Comment by alexchamberlain

4 months ago

I'm probably one of the least educated software engineers on LLMs, so apologies if this is a very naive question. Has anyone done any research into just using words as the tokens rather than (if I understand it correctly) 2-3 characters? I understand there would be limitations with this approach, but maybe the models would be smaller overall?

6 comments

alexchamberlain

lyu07282 4 months ago

The way modern tokenizers are constructed is by iteratively doing frequency analysis of arbitrary length sequences using a large corpus. So what you suggested is already the norm, tokens aren't n-grams. Words and any sequence really that is common enough will already be one token only, the less frequent a sequence is the more tokens it needs. That's the Byte-pair encoding algorithm:

https://en.wikipedia.org/wiki/Byte-pair_encoding

It's also not lossy compression at all, it's lossless compression if anything, unlike what some people have claimed here.

Shocking comments here, what happened to HN? People are so clueless it reads like reddit wtf

alexchamberlain 4 months ago
Thanks, that's really interesting.

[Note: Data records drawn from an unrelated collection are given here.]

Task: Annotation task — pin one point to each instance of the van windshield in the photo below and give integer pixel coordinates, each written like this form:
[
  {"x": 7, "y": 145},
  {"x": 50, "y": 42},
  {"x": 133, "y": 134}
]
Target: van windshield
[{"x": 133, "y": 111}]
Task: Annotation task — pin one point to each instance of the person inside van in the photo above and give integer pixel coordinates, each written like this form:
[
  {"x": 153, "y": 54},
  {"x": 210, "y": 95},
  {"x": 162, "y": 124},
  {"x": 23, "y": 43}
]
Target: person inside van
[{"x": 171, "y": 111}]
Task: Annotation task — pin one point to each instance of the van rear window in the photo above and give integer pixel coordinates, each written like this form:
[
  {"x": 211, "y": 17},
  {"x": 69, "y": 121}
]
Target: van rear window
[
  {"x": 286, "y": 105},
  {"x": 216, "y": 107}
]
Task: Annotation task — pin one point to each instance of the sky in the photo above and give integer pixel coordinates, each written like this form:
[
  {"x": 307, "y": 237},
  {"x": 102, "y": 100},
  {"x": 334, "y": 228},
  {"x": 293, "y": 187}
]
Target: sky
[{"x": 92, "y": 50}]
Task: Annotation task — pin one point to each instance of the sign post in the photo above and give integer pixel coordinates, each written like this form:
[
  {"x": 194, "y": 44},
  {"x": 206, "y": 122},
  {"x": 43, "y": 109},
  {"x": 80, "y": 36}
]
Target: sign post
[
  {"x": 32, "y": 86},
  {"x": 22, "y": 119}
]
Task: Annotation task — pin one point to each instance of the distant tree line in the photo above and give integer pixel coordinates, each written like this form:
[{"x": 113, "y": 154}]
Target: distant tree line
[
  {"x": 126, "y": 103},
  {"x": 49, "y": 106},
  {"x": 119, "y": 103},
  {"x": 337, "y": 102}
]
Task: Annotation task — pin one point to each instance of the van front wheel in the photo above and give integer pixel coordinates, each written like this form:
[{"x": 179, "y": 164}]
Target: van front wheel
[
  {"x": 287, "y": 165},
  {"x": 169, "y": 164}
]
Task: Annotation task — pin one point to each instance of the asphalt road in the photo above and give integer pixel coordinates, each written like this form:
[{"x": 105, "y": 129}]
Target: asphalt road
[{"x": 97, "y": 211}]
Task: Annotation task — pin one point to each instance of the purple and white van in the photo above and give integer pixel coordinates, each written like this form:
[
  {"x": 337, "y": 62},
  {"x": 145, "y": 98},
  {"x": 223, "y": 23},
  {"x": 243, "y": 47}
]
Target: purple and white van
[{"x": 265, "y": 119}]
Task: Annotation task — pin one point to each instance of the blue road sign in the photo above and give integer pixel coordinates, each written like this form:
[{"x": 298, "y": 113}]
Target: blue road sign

Do they correct for spelling mistakes or internationalised spellings? For example, does `colour` and `color` end up in the same token stream?
- lyu07282 4 months ago
  
  No it just looks at exact character sequences, try it out yourself here: https://platform.openai.com/tokenizer

murkt 4 months ago

You will need dictionaries with millions of tokens, which will make models much larger. Also, any word that has too low frequency to appear in the dictionary is now completely unknown to your model.

mhuffman 4 months ago

Along with the other commenter, the reason the dictionary would start getting so big is that words with a stem would have all its variations being different tokens (cat, cats, sit, sitting, etc). Also any out-of-dictionary words or combo words, eg. "cat bed" would not be able to be addressed.

plaguuuuuu 4 months ago

presumably anyone tokenizing chinese characters, which are basically entire words.